Screenshot of the Autoshare for Twitter pre-publish check.
Pre-publish check for tweeting a post.

The custom message box tracks the number of characters so that users do not go over Twitter’s character count. The plugin also displays a message in the Status & Visibility panel to let users know if a post was shared on Twitter.

Overall, the plugin does its job well (sorry to folks who were bombarded with some test tweets earlier). It would be nice to see similar one-off solutions that are specific to other social networks. I often find myself in need of such plugins without dealing with a full array of social networking options.

The plugin is also available on GitHub for others to contribute. Currently, there are several open issues that would improve how the plugin works.

Setup Is Not User-Friendly

Screenshot of the settings screen for the Autoshare for Twitter plugin.
Settings page for Twitter credentials.

The biggest downside to the plugin is there are no links, no admin help tab, and no instructions on how to set up the Twitter Credentials on the plugin’s setting screen.
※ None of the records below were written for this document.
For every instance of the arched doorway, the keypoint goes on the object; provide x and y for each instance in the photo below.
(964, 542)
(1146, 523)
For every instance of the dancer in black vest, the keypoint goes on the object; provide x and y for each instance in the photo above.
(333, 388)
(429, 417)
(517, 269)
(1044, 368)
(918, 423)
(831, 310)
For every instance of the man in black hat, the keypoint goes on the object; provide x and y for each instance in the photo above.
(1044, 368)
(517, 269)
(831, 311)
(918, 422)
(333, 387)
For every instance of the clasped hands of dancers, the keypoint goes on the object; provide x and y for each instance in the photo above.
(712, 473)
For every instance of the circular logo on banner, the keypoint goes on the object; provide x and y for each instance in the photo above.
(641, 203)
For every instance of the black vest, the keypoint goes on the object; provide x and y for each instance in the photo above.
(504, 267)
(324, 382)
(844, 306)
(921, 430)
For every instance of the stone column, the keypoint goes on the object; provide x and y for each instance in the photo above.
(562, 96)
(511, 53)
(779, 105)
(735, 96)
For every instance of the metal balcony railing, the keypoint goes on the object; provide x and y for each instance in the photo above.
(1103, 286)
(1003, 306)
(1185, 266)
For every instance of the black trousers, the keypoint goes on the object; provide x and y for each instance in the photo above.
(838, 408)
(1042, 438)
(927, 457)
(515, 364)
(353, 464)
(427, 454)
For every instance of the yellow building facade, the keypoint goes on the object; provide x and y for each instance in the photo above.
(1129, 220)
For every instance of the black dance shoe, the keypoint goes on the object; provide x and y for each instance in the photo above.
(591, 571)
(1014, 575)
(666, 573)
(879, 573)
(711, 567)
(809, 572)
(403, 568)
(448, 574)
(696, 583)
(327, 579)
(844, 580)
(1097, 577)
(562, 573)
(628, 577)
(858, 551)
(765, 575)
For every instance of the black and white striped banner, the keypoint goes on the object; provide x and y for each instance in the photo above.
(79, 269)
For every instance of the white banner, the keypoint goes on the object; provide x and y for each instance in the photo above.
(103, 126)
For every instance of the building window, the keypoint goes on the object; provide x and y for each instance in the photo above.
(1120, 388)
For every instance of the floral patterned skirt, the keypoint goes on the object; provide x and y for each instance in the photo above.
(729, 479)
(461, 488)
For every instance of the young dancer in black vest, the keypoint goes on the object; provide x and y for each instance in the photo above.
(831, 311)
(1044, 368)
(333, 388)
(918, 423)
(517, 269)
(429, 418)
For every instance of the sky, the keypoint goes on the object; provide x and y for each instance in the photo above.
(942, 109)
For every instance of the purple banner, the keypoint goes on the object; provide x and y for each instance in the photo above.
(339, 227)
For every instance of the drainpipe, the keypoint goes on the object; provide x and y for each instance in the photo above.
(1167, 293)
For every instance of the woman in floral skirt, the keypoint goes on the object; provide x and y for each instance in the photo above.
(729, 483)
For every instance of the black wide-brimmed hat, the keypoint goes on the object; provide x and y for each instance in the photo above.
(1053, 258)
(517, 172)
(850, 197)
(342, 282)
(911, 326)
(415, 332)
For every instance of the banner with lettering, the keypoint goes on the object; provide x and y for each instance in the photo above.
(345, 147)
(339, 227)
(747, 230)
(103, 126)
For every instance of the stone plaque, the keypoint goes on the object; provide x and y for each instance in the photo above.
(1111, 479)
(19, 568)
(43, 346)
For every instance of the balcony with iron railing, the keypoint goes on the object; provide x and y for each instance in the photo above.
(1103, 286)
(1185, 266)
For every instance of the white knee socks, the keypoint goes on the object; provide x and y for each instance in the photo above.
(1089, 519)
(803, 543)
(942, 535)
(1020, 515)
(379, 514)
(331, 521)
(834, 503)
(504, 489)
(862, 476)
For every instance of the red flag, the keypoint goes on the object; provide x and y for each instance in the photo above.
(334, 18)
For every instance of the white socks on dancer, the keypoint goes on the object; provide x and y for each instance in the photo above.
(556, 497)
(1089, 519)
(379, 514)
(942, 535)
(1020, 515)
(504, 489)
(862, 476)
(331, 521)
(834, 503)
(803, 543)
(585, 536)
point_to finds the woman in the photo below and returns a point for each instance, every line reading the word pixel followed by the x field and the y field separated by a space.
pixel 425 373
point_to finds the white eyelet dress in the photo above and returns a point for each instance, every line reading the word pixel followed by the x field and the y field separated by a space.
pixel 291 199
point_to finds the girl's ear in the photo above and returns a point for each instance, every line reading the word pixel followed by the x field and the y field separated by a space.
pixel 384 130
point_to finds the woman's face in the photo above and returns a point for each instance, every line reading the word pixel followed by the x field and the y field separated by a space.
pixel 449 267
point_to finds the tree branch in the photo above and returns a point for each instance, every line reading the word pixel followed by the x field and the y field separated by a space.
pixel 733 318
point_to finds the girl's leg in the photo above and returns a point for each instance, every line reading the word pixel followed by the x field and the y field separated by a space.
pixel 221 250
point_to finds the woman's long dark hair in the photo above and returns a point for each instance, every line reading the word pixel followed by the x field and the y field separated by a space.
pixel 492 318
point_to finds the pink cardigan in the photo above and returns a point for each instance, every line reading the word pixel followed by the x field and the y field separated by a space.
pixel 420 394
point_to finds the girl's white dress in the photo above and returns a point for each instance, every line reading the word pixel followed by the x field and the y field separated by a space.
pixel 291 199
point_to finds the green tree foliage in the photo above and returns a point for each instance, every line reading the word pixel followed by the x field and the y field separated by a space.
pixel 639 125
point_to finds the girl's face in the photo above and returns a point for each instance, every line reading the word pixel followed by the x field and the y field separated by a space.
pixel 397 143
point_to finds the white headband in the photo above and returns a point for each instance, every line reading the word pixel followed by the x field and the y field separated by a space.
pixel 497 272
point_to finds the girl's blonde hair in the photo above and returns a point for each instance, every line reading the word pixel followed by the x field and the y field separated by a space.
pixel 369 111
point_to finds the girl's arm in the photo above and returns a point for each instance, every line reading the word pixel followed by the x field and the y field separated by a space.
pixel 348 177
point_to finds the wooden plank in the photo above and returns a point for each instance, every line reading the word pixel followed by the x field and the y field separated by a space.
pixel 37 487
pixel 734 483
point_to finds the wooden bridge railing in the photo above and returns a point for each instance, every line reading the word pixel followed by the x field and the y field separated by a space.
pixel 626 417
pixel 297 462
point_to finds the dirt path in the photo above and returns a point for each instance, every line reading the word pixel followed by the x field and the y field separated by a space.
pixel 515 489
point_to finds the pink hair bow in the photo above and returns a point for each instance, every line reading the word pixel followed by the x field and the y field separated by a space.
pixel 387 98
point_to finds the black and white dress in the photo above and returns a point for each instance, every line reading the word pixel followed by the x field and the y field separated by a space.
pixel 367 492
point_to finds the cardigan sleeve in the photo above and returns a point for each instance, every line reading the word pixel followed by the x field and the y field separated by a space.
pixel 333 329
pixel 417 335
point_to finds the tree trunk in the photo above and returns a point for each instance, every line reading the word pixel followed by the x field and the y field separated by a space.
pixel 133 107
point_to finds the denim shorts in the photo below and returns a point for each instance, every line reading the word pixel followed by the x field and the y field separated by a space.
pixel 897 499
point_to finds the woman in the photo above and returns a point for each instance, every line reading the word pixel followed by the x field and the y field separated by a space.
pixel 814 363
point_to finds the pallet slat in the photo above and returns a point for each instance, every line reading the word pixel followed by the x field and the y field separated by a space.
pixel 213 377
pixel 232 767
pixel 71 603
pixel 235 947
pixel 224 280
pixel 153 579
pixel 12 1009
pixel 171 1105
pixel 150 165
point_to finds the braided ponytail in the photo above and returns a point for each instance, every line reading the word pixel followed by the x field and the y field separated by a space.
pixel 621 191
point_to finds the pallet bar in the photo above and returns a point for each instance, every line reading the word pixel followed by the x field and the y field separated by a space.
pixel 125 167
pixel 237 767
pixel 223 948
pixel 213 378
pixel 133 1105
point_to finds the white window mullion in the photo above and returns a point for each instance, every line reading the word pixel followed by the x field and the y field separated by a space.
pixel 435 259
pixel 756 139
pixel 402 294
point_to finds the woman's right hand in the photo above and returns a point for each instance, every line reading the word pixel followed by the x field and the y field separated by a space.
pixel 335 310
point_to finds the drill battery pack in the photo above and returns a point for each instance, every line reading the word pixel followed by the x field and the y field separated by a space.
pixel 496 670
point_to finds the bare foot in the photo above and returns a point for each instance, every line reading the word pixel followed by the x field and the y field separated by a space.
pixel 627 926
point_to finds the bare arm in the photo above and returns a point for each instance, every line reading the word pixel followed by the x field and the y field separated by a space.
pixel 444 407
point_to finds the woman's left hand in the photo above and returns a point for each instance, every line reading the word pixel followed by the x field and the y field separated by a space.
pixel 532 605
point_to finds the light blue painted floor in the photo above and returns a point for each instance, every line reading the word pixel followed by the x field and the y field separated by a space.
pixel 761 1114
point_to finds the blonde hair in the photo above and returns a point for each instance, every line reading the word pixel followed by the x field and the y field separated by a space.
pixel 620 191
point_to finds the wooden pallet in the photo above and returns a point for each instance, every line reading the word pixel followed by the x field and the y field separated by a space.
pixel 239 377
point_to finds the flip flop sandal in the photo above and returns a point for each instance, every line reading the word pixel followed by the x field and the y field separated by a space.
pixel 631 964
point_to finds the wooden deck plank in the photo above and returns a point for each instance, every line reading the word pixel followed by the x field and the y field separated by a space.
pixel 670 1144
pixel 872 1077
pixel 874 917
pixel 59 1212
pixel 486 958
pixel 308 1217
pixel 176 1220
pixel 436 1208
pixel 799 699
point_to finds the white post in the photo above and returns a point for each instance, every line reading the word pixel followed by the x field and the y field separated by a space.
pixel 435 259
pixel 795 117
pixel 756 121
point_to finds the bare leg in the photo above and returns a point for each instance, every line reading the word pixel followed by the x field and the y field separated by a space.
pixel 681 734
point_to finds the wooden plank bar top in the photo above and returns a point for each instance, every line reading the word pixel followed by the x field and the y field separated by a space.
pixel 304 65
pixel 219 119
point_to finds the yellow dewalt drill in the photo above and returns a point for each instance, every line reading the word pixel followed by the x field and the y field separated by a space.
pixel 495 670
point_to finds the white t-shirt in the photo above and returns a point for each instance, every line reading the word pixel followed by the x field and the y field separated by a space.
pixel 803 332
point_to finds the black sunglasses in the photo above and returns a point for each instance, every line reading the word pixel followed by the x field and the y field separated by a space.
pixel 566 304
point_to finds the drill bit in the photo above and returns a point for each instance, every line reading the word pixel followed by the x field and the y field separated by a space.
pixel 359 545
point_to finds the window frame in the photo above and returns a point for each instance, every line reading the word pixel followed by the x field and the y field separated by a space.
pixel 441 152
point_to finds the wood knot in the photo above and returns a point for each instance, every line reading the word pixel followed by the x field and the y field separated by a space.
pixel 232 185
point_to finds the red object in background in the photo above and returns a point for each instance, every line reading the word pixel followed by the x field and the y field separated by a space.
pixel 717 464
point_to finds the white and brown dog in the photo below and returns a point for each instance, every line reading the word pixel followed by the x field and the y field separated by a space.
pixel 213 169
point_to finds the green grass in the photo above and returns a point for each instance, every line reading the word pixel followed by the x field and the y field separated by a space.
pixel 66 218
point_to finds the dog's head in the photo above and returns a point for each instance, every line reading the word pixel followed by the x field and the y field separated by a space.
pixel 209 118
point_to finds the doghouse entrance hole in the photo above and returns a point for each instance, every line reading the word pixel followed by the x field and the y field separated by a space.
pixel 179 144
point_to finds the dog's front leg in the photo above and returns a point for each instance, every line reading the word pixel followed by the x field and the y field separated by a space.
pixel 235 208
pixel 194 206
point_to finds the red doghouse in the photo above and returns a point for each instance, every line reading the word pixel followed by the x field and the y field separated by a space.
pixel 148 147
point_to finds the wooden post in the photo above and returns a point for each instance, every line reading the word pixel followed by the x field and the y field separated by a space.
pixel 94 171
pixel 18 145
The page simply has some text fields for things like an API Key, API Secret, and so on. These are not user-friendly terms, and will likely be confusing for many. Not to mention, similar plugins can connect users at the click of a button. For a plugin that does nearly everything else right, this is a missing piece of what would be a near-perfect release.

The plugin is ideal for power users or developers who want to set up Twitter sharing for a client. In the current version of the plugin, users need to set up a Twitter Developer account and create a Twitter App. This generates the API keys and necessary tokens for using the plugin.

The plugin does have an open ticket on GitHub for a better onboarding process, which could solve this issue. Therefore, the team is aware of and actively working on making this smoother in a future version.


7 responses to “10up Releases Autoshare for Twitter WordPress Plugin”

  1. But why create another plugin if others do this well and there’s nothing to be upgraded in the sharing process? :)

    I mean it literally works like the other plugins. I’d like to know what’s the idea behind it. I’m not sold to better codebase for such a tiny and not extendable feature.

    • The code is extendable. There are hooks for developers to change things.

      From my conversation with Jeff Paul, it sounds like they built this for a specific client at first because the client didn’t want/need the additional functionality from plugins like Jetpack. Instead of forever keeping the code to themselves, they decided to release it back to the community.

  2. It would have been great if the plugin included a minimum of user help … (at least to configure the Twitter APIS).
    Neither in the plugin nor in the WordPress repository does any help appear, not even a sad link that leads to the Twitter API page.
    Many times, developers forget that their plugin can be successful at all levels of users and assume that they should know things that they may not know.
    I think that if the complement does not improve the user experience it can be a resounding failure.